Providing year-round tennis for athletes with intellectual disabilities does more than provide wellness and socialization for the athletes. The parents recognize the importance of the social network formed with other families living with the same hopes, dreams and challenges. This network provides needed information about residential arrangements, career choices, and social opportunities. The parents found both support and guidance among new friends. Having this support network available year-round would be a tremendous support system for them.
Coaches and volunteers recognize the importance of the difference they were making in the lives of these athletes. As mentors, they demonstrate not only proper tennis techniques, but also proper social interactions. These athletes have different learning styles, and most learn best by following a visual example. The modeling done by the caring coaches taught the athletes how to respond to each other with kindness and patience. The modeling done by the volunteers serving as partners for the athletes taught respect and awareness of differences. Having the athletes and volunteers working together on the tennis courts bleeds out into the community and improves the level of inclusiveness for all.

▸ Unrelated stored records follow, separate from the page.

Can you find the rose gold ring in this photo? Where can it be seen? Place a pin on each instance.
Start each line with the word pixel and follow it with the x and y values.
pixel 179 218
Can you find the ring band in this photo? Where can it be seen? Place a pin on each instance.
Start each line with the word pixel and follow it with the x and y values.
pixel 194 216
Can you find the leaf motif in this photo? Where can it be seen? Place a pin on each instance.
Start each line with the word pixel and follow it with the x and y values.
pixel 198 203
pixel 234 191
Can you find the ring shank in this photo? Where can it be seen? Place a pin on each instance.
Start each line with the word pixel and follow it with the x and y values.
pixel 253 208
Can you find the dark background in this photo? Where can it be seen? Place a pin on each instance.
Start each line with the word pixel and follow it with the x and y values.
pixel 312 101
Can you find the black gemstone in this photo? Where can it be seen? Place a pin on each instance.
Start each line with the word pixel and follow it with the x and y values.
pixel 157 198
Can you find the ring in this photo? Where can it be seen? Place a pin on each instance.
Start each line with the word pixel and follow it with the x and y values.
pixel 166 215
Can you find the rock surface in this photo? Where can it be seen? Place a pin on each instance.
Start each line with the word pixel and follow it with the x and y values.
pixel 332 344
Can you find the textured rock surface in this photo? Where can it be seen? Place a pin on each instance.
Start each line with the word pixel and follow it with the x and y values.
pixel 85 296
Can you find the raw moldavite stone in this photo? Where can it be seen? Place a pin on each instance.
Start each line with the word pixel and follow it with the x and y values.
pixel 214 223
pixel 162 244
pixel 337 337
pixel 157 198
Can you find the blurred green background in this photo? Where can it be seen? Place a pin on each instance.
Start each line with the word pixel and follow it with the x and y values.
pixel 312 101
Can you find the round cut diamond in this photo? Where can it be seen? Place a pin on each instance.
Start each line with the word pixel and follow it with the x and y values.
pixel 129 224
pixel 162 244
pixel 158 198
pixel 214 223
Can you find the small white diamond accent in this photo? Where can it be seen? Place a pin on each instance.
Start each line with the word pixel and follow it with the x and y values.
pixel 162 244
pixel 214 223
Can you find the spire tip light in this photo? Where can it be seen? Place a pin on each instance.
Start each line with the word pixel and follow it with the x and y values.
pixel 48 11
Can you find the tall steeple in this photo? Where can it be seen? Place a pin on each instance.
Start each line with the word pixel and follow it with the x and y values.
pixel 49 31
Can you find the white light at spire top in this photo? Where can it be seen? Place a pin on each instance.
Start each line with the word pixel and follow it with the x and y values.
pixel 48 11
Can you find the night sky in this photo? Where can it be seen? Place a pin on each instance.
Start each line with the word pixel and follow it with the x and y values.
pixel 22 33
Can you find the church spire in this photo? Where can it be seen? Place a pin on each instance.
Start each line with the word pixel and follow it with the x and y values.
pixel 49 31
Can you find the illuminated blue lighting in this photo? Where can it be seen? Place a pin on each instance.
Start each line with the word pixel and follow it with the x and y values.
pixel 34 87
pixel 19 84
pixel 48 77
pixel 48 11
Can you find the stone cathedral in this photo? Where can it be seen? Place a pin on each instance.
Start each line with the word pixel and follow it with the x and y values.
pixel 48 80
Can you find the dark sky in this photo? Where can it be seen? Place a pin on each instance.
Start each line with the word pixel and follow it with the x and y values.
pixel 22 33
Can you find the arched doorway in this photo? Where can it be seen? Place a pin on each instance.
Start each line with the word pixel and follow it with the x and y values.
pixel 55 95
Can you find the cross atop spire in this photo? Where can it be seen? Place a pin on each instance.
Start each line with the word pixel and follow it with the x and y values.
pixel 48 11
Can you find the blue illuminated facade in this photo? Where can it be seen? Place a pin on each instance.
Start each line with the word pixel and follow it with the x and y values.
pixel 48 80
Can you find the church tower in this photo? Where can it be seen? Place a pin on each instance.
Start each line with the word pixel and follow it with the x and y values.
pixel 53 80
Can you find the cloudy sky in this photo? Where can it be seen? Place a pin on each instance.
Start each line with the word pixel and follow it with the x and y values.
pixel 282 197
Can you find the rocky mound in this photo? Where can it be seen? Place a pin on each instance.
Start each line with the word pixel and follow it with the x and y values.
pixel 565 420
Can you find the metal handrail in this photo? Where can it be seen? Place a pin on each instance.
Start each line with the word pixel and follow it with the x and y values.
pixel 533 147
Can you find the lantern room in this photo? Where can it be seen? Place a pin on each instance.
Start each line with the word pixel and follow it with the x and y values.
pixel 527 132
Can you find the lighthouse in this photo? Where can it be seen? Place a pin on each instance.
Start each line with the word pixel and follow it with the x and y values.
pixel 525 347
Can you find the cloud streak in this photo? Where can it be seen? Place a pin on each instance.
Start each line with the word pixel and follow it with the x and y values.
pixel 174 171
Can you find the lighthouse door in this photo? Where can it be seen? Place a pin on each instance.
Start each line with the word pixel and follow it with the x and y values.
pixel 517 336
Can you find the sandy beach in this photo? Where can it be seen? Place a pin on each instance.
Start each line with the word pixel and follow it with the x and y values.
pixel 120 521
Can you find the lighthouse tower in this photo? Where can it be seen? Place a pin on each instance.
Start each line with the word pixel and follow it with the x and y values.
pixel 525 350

With the desire and will to continue these important relationships, Abilities Tennis began to form in 2007. We exist to provide continuing education for our athletes . In 2012 we became a 501(c)3 non-profit organization and we are a Community Tennis Association (CTA) under the USTA umbrella. We hope to educate mind and body. We hope to inspire both athletes and volunteers to become better citizens, learning acceptance and tolerance. We hope to provide exercise for the body, teach tennis strategy to exercise the mind, and model patience and acceptance to further the social interactions of all our athletes. Each Community Tennis Association under USTA guidelines is asked to provide inclusive opportunities for the community. As a statewide organization, Abilities Tennis is able to help other CTAs meet their goal by pairing tennis athletes with intellectual disabilities with coaches and mentors. Abilities Tennis helps the USTA meet its goal of offering a positive tennis experience for all. We want everyone to laugh and have fun, and be examples throughout the tennis world!